Instinctively, not a little awed by her, they spoke in whispers — they would have taken care in any case after Richard’s first, surprised exclamation, for they did not want English accents to carry across the still water.

“Well, there she is, just where Admiral Stark said she would be,” said Richard, first to gather his thoughts.

“No sign of life aboard,” observed Salah.

“And she wasn’t showing lights last night or we’d have seen her,” added Robin, her voice heavy with disapproval.

“That’s dangerous,” said Angus, angrily.

“Bloody lethal. Lucky we weren’t a mile farther that way last night or we’d have sailed straight into her. Stupid sods.” Robin was not at her best in the morning. After having delivered herself of this opinion, she vanished toward the low sterncastle.

“But what to do next,” mused Richard. “What to do.”

“You’re the boss,” said Angus. “We do what you say.”

“That’s fine with me,” said Salah. “But I know what I’d do. I’d try to get aboard.”

“Yes,” said Richard. “That’s obviously our next objective now we’re here. But how to start…”

“What would we do if we were just a bunch of fishermen out from Bushehr?” asked Angus.

“Sail right up and say hi?” ventured Salah, voice wavering between doubt and excitement.

“Damned if I wouldn’t!” said Richard decisively.

“You mean just sail right up to them and see what happens?” Angus seemed less pleased with the simple plan.

“At least it has the merit of the direct approach,” observed Richard. “And it’ll save a lot of time.”

“We’re here to save lives, not time,” countered Angus. “Starting with our own lives.”

“True. So, we’ll have to think this through carefully, step by step. Now, could we actually have come from Bushehr?”

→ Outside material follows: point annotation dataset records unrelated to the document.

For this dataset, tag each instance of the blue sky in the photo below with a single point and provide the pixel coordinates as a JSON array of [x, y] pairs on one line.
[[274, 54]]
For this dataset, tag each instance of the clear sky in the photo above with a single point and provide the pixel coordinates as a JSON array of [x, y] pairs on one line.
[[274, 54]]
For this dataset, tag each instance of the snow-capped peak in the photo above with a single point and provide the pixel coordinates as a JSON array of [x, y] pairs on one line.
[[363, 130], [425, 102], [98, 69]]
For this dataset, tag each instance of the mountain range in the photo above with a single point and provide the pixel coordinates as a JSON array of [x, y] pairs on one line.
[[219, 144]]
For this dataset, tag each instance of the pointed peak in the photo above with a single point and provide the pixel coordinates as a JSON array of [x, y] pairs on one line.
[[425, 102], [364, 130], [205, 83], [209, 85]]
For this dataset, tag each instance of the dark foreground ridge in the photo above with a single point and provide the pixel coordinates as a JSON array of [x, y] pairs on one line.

“In a smallish launch?” Angus said. “No reason why not. It’s why we settled on this type of craft after all.”

“But not,” struck in Salah suddenly, “in a launch with a French name. Not from Bushehr. The Iranians aren’t calling boats by any names the mullahs mightn’t like at the moment. And they aren’t writing them in that sort of lettering.”

Out of nowhere at that moment, the name of the burning ship on that lost radio message sprang into Richard’s memory. It was amorphous, slightly out of focus, a serpentine puzzle of lines. But he thought he might be able to put it on paper fairly accurately. Salah might know what it meant. But he thrust the thought away as soon as it occurred to him. They had more important matters at hand. “Right,” he said. “So we’re not from Bushehr, or anywhere else in Iran. Where are we from?”

“Not too close by,” decided Salah. “We didn’t see them last night, but they might have seen us. We were carrying lights, remember.”

“Okay,” agreed Angus. “Then where’s closest on the far side of the Gulf? Somewhere in Kuwait, I guess.”

“Mina al Ahmadi and Al Mish’ad are both a hundred and fifty miles away,” said Richard, his eyes closed, consulting the chart in his head. “Nothing closer of any size.”